Why Solr?
It isn’t really feasible to execute blazing fast search queries on very big SQL databases for 2 different reasons. The first reason comes SQL databases favoring lack of radiancy over performance. Basically, you’d need to use JOINs in your SELECT. The second reason is about the nature of data in documents: it’s essentially unstructured plain text so that SELECT would need LIKE. Both joins and likes are performance killers, so this way is a no-go in real-life search engines.

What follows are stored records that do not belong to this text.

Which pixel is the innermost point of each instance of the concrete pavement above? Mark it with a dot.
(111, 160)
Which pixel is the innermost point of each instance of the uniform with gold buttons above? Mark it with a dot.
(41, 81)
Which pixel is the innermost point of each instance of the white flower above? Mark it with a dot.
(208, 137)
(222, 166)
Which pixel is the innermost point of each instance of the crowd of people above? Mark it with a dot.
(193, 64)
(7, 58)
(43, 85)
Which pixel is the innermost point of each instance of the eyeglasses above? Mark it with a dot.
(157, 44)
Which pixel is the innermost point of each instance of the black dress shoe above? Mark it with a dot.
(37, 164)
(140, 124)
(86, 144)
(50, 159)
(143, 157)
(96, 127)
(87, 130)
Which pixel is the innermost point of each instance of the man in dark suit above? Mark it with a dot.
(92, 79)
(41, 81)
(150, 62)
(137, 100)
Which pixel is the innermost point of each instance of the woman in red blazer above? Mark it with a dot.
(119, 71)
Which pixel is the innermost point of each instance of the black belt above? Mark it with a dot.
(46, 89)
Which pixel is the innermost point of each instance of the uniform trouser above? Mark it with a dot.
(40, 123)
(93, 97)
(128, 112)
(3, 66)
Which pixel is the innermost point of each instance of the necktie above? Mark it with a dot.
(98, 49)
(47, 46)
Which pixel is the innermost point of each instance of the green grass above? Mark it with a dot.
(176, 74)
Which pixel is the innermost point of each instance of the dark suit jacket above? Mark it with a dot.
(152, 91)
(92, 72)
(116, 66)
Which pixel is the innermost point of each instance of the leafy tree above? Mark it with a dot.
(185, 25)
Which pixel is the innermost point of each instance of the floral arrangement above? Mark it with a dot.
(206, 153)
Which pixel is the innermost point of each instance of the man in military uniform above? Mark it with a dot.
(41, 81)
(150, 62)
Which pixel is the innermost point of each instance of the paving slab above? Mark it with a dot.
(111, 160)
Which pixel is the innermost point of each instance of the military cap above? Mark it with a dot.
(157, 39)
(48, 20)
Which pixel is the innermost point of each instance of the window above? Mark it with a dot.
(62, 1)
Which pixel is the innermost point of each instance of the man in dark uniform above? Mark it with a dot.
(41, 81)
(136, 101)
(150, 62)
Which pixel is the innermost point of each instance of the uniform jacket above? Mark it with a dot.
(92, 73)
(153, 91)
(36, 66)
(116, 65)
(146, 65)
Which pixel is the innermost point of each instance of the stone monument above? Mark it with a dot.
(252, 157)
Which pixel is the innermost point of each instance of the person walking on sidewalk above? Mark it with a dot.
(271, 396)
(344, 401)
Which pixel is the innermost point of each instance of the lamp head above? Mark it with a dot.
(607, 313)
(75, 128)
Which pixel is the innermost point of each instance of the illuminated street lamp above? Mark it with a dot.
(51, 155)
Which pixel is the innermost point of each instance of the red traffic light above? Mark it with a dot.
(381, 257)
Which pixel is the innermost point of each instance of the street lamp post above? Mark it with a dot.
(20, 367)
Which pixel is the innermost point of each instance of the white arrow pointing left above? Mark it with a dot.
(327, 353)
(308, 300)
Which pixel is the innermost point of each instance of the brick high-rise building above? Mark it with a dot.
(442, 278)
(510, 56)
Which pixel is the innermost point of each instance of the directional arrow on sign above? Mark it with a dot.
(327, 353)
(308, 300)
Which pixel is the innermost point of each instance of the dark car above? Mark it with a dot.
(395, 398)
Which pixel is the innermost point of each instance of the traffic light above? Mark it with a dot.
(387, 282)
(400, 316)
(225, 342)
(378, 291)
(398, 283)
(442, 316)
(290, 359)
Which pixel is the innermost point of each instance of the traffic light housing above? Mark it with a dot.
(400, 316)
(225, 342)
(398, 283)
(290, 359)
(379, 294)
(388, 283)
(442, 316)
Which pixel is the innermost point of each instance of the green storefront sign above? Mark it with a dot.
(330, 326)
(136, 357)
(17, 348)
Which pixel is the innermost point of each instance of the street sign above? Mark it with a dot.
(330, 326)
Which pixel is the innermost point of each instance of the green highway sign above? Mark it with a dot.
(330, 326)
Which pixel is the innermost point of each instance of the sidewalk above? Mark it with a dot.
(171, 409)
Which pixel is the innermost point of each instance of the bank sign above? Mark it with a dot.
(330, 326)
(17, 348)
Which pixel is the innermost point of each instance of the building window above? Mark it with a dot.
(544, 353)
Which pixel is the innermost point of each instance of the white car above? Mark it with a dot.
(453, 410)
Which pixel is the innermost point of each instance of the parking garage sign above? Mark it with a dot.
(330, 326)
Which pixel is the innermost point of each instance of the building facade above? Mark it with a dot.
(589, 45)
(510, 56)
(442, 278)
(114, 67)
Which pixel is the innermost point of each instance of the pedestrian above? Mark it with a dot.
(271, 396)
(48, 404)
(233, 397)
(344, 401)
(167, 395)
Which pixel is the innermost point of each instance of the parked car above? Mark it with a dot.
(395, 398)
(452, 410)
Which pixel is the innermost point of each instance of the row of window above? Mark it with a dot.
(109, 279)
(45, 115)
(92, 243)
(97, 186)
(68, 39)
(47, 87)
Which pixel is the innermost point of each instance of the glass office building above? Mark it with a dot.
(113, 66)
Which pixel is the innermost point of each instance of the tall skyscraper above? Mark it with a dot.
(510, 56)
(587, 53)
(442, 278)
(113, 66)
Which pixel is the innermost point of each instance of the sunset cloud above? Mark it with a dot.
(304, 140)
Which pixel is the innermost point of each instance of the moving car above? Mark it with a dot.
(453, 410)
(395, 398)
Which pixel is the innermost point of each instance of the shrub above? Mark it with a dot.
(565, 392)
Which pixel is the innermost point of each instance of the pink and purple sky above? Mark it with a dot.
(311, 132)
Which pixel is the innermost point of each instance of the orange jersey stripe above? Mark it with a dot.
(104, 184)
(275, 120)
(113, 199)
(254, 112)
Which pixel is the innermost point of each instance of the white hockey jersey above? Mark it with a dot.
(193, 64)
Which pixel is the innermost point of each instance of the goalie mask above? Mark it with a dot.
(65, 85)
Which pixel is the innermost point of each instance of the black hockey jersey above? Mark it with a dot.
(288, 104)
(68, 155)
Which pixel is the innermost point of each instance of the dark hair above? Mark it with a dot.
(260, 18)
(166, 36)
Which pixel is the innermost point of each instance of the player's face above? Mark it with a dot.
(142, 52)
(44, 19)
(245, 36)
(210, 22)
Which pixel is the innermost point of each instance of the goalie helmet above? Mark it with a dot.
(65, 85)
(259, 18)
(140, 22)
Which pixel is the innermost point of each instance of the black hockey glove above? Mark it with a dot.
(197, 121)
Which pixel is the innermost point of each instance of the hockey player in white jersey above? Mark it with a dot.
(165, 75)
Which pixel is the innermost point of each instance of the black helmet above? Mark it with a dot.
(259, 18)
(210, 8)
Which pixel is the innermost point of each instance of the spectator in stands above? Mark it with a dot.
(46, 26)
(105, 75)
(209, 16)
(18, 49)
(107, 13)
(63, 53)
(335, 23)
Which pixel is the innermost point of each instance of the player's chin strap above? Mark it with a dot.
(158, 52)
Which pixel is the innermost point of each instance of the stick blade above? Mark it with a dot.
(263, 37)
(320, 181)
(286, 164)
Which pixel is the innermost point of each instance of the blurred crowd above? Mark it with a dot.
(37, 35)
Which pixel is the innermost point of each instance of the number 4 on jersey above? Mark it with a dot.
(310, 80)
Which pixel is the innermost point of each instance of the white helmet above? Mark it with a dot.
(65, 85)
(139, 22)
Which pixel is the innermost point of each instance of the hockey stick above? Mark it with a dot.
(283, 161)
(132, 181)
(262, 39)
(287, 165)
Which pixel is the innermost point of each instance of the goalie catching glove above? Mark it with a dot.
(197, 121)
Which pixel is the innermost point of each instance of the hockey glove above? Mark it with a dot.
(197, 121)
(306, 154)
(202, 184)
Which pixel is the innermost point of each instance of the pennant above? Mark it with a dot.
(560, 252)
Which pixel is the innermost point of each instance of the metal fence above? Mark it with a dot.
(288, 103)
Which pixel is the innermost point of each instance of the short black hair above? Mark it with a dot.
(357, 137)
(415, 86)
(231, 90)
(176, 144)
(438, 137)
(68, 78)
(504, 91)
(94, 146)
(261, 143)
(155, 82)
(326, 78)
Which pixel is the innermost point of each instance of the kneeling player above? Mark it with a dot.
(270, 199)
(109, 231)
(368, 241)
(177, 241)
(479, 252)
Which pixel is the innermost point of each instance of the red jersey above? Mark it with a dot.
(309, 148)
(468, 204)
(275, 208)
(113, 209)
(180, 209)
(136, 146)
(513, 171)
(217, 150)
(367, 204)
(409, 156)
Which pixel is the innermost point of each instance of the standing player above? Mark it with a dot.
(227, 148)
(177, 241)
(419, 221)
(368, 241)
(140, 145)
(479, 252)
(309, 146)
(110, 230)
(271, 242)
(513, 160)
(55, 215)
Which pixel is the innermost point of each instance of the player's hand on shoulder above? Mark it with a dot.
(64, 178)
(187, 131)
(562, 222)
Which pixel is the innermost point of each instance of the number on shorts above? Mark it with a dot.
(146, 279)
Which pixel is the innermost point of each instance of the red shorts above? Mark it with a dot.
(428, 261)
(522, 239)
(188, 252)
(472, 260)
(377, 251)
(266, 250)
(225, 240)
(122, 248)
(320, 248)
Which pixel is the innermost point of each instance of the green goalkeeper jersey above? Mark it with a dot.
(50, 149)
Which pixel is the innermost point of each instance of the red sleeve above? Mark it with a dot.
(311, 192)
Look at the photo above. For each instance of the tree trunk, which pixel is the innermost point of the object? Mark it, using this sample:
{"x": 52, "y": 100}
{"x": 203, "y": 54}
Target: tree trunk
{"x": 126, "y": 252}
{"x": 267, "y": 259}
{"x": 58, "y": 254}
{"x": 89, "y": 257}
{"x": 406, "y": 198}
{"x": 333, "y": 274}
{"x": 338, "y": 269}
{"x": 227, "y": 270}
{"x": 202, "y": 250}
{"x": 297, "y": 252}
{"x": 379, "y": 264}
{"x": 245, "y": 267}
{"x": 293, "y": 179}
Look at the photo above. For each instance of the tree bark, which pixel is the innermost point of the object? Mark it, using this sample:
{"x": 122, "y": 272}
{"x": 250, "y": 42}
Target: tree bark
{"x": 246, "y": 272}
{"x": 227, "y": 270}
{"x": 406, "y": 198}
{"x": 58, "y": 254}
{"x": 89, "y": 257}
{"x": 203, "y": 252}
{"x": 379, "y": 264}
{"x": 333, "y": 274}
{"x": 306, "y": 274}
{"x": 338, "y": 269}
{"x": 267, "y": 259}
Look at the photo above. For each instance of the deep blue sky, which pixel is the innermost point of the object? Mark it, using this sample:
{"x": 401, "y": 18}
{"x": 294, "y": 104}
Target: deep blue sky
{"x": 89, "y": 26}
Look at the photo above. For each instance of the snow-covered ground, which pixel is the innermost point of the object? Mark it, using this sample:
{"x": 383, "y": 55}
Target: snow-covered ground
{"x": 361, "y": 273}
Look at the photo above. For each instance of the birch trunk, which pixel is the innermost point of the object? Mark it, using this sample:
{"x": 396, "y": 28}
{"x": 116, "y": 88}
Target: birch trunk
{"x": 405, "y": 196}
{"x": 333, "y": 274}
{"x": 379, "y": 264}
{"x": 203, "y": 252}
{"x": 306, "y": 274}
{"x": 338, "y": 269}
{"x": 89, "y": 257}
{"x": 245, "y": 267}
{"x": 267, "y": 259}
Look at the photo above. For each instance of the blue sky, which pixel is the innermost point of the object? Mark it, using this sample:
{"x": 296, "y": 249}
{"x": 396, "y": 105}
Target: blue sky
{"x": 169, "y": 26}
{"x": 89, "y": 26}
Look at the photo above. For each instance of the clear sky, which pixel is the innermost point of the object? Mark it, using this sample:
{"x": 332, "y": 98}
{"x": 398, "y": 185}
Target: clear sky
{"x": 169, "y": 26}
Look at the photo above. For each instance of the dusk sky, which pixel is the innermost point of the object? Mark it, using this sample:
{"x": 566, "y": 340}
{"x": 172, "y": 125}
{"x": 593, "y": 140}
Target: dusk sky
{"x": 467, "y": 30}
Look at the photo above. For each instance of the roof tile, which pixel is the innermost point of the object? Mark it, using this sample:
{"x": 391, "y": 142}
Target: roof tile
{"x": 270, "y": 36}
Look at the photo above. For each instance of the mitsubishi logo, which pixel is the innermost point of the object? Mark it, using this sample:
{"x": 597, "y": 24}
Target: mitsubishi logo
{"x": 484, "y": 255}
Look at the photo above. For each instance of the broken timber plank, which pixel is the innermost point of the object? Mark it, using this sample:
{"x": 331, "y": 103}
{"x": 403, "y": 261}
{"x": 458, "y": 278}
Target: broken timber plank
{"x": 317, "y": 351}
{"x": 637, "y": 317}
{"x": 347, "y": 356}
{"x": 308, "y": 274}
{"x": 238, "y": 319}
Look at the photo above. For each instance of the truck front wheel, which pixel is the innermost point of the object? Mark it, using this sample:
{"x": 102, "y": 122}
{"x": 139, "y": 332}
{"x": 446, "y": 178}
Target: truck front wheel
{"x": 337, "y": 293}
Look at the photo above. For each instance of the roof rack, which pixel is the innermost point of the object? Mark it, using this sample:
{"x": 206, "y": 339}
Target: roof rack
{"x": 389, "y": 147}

Therefore, most of them propose a way to look at data that is very different from SQL, inverted index(es). This kind of data structure is a glorified dictionary where:
key are individual terms
values are list of documents that match term
Nothing fancy, but this view of data makes for very fast research in very high-volume databases. Note that the term ‘document’ is used very loosely in that it’s should be a field-structured view of the initial document (see below).
Index structure
Though
Solr belongs to the NoSQL database family, it is no schemaless. Schema configuration takes place in a dedicated schema.xml file: individual fields must be defined, and with each its type. Different document types may be different in structure and have few (no?) fields in common. In this case, each document type may be set its own index with its own schema.
Predefined types like strings, integers and dates are available out-of-the-box. Types can be declared searchables (called indexed) and/or stored (returned in queries). For examples, books could (would?) include not only their content, but also author(s), publisher(s), date of publishing, etc.